RE: Cisco Vulnerability

From: asadovnikov (asadovnikov@comcast.net)
Date: Sat Jul 19 2003 - 13:46:30 GMT-3

I know it is yesterday's news, but just in case... it was on the public
mailing list as well.

http://www.netsys.com/cgi-bin/displaynews?a=611

-----Original Message-----
From: nobody@groupstudy.com [mailto:nobody@groupstudy.com]On Behalf Of
Mustafa M Bayramov
Sent: Saturday, July 19, 2003 3:43 AM
To: ccielab@groupstudy.com; 'asadovnikov'; 'Charles Church'
Subject: RE: Cisco Vulnerability

Here is it

www2.def-con.org/shadowchode.tar.gz

Mustafa M Bayramov

CISSP
CCNP,CCDP,Cisco Security Specialist
Network engineer and security analyst

"I know nothing except the fact of my ignorance." Socrates

-----Original Message-----
From: nobody@groupstudy.com [mailto:nobody@groupstudy.com] On Behalf Of
Charles Church
Sent: Friday, July 18, 2003 5:47 PM
To: Pratt, Jeremy; wing_lam@jossynergy.com
Cc: ccielab@groupstudy.com
Subject: RE: Cisco Vulnerability

defcon? Are we getting ready to launch missiles or something? Maybe
it's
just Matthew Broderick confusing the WOPR again...

Chuck Church
CCIE #8776, MCNE, MCSE
Wam!Net Government Services
13665 Dulles Technology Dr. Ste 250
Herndon, VA 20171
Office: 703-480-2569
Cell: 703-819-3495
cchurch@wamnet.com
PGP key:
http://pgp.mit.edu:11371/pks/lookup?search=chuck+church&op=index

-----Original Message-----
From: nobody@groupstudy.com [mailto:nobody@groupstudy.com]On Behalf Of
Pratt, Jeremy
Sent: Friday, July 18, 2003 5:21 PM
To: 'wing_lam@jossynergy.com'
Cc: 'ccielab@groupstudy.com'
Subject: RE: Cisco Vulnerability

I've seen no hits on these protocols since yesterday morning.

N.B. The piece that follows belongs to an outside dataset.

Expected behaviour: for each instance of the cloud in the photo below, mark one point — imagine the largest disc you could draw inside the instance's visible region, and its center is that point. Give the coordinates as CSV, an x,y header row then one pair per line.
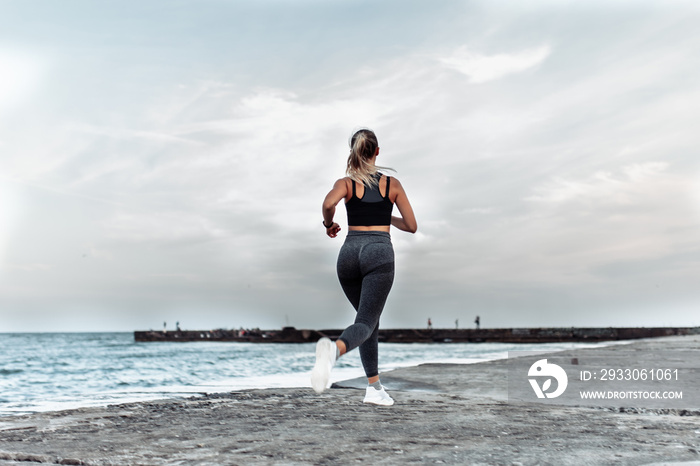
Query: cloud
x,y
635,181
483,68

Symantec and others are upping the response on this to defcon 2.

-----Original Message-----
From: wing_lam@jossynergy.com [mailto:wing_lam@jossynergy.com]
Sent: Thursday, July 17, 2003 11:27 PM
To: ccielab@groupstudy.com
Subject: RE: Cisco Vulnerability

Hi group;

Anybody knows how worst the situation is now?

Thx,
Winglam

                      "Brown, Patrick

                      (NSOC-OCF}" To:
"'James.Jackson@broadwing.com'" <James.Jackson@broadwing.com>,

                      <PBrown4@charterc Brennan_Murphy@NAI.com,
sam@munzani.com, id353@singnet.com.sg, ccielab@groupstudy.com
                      om.com> cc:

                      Sent by: Subject: RE: Cisco
Vulnerability
                      nobody@groupstudy

                      .com

                      07/18/2003 06:37

                      AM

                      Please respond to

                      "Brown, Patrick

                      (NSOC-OCF}"

Look at the article, Cisco announces the traffic type! Wow!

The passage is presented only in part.